How HVAC Instructors Use VR Training
One of the early adopters of VR training for HVAC is Truckee Meadows Community College (TMCC) in Reno, Nevada. TMCC’s involvement with VR began with an interest in using it as a marketing tool that could reach prospective students in the areas just outside of Reno. VR was a portable way to introduce people to what was available at TMCC and what HVAC was like as a career option. The first VR module was rudimentary and grounded in theory: it covered thermodynamics and refrigeration. It started as an experiment.

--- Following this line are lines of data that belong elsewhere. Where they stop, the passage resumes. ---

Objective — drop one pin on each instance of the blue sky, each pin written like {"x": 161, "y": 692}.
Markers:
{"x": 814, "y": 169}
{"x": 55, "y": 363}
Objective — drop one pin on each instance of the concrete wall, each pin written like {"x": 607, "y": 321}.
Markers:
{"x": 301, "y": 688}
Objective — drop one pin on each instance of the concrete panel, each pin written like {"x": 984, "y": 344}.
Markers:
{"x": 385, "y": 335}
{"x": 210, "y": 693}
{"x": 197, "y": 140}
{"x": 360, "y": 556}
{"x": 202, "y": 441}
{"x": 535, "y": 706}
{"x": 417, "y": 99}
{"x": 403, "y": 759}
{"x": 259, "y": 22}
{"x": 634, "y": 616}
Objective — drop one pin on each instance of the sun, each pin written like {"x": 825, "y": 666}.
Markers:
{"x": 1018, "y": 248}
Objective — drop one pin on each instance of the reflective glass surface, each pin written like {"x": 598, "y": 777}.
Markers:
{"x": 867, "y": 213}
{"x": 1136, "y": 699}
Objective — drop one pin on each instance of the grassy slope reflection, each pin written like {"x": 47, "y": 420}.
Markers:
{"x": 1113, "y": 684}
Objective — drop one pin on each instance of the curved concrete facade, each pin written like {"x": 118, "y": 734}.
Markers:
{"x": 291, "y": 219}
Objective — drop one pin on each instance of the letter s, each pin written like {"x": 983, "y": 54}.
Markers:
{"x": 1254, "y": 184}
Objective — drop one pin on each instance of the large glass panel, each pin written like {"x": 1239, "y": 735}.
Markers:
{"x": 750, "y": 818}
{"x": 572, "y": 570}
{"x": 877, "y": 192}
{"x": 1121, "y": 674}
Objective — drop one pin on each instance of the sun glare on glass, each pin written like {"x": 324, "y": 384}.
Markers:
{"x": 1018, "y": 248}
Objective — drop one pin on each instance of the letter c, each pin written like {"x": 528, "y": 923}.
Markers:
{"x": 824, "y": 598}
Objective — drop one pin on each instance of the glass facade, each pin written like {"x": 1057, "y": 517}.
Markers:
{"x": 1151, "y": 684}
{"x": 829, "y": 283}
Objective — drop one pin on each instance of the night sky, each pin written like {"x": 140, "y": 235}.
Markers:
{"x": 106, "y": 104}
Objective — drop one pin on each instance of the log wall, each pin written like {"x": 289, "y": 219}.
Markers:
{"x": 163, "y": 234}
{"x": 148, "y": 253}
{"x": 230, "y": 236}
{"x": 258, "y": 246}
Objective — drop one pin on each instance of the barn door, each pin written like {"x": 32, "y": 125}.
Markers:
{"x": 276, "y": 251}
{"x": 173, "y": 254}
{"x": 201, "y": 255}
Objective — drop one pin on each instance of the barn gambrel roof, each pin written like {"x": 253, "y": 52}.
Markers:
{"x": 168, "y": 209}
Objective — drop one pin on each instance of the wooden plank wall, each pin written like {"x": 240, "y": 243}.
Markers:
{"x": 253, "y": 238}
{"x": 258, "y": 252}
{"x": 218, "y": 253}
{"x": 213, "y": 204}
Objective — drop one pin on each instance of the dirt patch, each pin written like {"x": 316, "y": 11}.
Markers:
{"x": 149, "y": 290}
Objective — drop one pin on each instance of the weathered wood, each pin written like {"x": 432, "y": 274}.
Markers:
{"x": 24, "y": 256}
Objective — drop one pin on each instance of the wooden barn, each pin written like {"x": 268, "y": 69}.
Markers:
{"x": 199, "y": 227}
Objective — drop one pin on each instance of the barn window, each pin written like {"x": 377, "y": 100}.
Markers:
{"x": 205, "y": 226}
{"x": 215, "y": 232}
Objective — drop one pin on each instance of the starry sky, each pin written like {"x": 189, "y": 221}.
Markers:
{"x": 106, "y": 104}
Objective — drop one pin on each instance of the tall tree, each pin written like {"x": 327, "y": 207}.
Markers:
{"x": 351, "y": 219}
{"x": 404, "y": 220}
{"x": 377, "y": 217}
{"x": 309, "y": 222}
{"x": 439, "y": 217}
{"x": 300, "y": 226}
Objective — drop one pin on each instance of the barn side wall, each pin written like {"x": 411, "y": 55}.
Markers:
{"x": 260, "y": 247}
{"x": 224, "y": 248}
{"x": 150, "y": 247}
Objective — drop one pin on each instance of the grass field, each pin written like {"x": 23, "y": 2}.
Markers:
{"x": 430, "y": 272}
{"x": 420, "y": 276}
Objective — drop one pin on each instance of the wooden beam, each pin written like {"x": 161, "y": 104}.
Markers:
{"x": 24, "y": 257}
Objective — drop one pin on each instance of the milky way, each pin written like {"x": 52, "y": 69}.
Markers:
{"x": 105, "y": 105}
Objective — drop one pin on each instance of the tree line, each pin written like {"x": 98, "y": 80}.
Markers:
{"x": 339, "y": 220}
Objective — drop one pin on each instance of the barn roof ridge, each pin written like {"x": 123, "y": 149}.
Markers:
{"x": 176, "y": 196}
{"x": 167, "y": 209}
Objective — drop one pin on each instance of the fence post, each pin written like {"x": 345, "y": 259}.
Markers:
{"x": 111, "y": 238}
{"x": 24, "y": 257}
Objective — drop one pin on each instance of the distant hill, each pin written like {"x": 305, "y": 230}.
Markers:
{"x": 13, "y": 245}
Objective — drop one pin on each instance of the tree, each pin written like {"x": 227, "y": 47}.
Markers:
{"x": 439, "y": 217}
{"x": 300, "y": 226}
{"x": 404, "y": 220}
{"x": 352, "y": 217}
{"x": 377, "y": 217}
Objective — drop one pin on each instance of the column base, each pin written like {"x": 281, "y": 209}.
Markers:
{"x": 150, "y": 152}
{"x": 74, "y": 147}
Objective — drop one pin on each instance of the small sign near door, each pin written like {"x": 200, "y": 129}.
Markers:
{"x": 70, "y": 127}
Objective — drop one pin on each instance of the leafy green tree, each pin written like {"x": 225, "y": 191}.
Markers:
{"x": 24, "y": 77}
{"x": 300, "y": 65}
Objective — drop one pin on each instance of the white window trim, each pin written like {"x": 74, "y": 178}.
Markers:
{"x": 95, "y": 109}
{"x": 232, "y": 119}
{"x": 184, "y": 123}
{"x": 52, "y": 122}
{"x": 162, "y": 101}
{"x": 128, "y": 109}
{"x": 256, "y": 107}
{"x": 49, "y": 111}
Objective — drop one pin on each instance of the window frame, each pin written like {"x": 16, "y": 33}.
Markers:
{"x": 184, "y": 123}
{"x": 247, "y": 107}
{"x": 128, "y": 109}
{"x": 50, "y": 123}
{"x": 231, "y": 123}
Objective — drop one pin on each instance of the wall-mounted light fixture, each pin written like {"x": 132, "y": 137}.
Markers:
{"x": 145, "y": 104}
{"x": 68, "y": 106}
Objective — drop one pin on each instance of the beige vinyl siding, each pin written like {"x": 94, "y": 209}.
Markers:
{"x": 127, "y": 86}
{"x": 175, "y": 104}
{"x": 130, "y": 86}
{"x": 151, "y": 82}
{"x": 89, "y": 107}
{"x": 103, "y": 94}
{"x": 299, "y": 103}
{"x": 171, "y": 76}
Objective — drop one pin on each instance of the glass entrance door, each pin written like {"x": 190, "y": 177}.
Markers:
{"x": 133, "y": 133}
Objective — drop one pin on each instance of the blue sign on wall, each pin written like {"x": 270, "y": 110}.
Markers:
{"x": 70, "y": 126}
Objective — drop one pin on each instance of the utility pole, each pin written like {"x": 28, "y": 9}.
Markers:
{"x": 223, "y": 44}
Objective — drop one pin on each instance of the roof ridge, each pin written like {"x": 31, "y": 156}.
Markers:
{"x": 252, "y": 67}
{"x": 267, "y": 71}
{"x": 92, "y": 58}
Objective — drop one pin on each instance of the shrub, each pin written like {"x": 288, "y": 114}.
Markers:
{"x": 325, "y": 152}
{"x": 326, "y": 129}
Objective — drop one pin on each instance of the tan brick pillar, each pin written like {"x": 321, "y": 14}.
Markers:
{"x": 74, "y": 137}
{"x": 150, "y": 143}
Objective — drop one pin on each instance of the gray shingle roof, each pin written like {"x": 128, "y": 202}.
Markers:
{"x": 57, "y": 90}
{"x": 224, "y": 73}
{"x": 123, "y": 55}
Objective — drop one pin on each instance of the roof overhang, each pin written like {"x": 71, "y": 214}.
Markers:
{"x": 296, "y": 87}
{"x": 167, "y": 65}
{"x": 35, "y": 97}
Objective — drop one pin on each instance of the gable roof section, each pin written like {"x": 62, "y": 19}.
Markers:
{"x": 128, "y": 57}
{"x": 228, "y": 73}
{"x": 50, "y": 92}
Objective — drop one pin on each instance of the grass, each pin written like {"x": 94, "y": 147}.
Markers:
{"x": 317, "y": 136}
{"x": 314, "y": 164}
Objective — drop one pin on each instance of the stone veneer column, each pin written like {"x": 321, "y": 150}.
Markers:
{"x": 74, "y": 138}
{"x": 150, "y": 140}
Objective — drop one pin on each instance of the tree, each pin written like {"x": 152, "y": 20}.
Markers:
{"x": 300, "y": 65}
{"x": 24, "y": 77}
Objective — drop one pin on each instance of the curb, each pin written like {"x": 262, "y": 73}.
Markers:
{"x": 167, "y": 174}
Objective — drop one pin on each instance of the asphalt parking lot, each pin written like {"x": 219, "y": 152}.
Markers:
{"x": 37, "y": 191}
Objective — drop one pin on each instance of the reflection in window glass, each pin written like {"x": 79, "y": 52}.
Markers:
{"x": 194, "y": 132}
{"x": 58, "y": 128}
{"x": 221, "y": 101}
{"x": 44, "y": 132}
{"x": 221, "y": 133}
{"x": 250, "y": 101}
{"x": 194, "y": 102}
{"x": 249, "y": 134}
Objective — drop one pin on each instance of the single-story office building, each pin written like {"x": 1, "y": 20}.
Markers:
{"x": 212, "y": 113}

“The goal,” says Wes Evans, Lead HVAC/R Instructor at TMCC, “was to try and take it out to those small towns outside Reno and introduce people to what they might see in refrigeration and/or air conditioning.”
The next step at TMCC was to integrate the VR module with Canvas, an online learning software popularized during the pandemic, so it could be used in the upcoming semester’s curriculum. The implementation came with some challenges, and by the time Evans was ready to get his first cohort of around 20 students up and running with VR, they’d already moved beyond the introductory theory that the module included.
“There was some redundancy there,” Evans says. “But I told the guys to focus on the animation and focus on what they see in the VR compared to what we have in the labs here at the school. They have to keep an open mind.”
In the VR, Evans’ students walk into a building, talk to a receptionist, and locate a particular piece of equipment. When ready, they click forward, and the module will help explain and identify what the student is looking at, and how the equipment and its underlying thermodynamics work. But it presents that in a way that wouldn’t be visible in the real world.
“With refrigeration, the equipment takes the heat load and absorbs it into the refrigerant, and then it takes it out to the condenser and rejects it,” Evans says. “So that’s what you’re seeing in the VR. You’re seeing it literally.”
This module is, again, theory-based and thus more instructional rather than quest-oriented. There may be some quiz-type questions to respond to, but it’s still relatively basic. If it was someone’s very first HVAC class, the module might take them an hour to work through; if introduced later in the semester, it would take far less.